Human Traffic of Stadium : LeetCode

Shefali Bisht
Geek Culture
Published in
3 min readMay 11, 2022

Difficulty : Hard

Photo by Caspar Camille Rubin on Unsplash

Problem Statement: Write an SQL query to display the records with three or more rows with consecutive id's, and the number of people is greater than or equal to 100 for each.

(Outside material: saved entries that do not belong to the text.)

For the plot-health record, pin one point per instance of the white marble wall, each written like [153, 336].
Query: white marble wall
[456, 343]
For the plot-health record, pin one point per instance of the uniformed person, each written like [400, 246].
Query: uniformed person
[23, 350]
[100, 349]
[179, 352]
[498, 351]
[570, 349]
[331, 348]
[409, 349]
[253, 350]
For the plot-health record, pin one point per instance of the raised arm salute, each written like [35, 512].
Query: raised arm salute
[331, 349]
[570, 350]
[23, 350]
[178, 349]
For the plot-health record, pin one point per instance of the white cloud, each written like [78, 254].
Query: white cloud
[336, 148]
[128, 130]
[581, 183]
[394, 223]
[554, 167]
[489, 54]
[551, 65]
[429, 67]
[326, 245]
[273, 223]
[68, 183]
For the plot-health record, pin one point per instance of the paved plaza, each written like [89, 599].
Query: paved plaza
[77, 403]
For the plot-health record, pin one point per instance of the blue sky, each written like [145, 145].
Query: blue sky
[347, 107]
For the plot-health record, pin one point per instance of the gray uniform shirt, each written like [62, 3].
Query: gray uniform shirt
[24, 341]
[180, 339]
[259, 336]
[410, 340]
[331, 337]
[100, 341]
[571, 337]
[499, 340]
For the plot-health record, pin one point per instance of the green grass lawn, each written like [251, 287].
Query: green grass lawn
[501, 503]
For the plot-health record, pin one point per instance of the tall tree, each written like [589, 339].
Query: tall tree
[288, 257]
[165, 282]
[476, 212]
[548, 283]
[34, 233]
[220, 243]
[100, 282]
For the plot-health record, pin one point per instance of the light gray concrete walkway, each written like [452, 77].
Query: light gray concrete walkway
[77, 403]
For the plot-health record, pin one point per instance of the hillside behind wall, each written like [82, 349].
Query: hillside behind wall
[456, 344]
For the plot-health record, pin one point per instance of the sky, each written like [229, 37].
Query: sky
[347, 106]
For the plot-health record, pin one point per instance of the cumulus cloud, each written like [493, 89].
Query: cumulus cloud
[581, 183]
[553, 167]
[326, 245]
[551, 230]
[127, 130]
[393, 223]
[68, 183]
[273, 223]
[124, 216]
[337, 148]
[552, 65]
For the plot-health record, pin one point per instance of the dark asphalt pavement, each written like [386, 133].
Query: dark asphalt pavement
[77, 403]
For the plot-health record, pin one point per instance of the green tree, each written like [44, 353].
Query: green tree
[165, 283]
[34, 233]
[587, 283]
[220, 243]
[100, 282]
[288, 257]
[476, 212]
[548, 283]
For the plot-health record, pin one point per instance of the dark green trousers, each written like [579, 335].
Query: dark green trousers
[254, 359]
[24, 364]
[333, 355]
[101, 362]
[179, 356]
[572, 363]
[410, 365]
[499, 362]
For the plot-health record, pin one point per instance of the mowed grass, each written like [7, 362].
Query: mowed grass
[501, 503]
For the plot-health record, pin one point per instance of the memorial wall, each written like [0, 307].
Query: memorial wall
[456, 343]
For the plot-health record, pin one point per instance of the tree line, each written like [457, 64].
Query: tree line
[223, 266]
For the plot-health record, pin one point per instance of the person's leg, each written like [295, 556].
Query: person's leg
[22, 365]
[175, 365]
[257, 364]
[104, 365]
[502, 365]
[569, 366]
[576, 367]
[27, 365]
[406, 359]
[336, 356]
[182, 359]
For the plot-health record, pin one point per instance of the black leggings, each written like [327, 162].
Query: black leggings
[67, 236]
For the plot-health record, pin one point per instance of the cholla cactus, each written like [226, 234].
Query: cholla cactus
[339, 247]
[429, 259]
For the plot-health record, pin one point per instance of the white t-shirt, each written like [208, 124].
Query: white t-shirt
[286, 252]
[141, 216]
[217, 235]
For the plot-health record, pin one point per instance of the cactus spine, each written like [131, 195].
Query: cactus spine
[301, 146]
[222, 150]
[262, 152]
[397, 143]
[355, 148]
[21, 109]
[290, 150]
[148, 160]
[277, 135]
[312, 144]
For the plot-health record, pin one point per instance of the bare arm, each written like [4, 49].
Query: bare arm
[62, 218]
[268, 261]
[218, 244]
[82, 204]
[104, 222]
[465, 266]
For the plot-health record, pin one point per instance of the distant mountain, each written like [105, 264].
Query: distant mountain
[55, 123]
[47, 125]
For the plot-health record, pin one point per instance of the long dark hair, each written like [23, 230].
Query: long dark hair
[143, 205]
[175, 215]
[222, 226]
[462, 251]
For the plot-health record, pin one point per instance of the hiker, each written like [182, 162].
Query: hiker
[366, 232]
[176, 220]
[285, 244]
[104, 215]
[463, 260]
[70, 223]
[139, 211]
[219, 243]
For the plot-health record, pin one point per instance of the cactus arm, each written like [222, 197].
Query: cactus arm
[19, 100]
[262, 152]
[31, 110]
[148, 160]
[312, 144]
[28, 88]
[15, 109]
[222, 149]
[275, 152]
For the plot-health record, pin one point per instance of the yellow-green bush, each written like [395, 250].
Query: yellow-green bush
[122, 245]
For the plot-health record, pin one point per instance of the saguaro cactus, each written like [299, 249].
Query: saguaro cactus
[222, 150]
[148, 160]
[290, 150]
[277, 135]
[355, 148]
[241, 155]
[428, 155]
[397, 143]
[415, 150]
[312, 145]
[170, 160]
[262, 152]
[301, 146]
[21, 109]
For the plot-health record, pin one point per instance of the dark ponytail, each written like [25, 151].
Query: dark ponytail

Return the result table ordered by visit_date in ascending order.

Input :

+---------------+---------+
| Column Name | Type |
+---------------+---------+
| id | int |
| visit_date | date |
| people | int |
+---------------+---------+
visit_date is the primary key for this table.
Each row of this table contains the visit date and visit id to the stadium with the number of people during the visit.
No two rows will have the same visit_date, and as the id increases, the dates increase as well.

Example :

Input: 
Stadium table:
+------+------------+-----------+
| id | visit_date | people |
+------+------------+-----------+
| 1 | 2017-01-01 | 10 |
| 2 | 2017-01-02 | 109 |
| 3 | 2017-01-03 | 150 |
| 4 | 2017-01-04 | 99 |
| 5 | 2017-01-05 | 145 |
| 6 | 2017-01-06 | 1455 |
| 7 | 2017-01-07 | 199 |
| 8 | 2017-01-09 | 188 |
+------+------------+-----------+
Output:
+------+------------+-----------+
| id | visit_date | people |
+------+------------+-----------+
| 5 | 2017-01-05 | 145 |
| 6 | 2017-01-06 | 1455 |
| 7 | 2017-01-07 | 199 |
| 8 | 2017-01-09 | 188 |
+------+------------+-----------+
Explanation:
The four rows with ids 5, 6, 7, and 8 have consecutive ids and each of them has >= 100 people attended. Note that row 8 was included even though the visit_date was not the next day after row 7.
The rows with ids 2 and 3 are not included because we need at least three consecutive ids.

Solution :-

Step 1 : We will be using WINDOW() functions to get the preceding and forward values.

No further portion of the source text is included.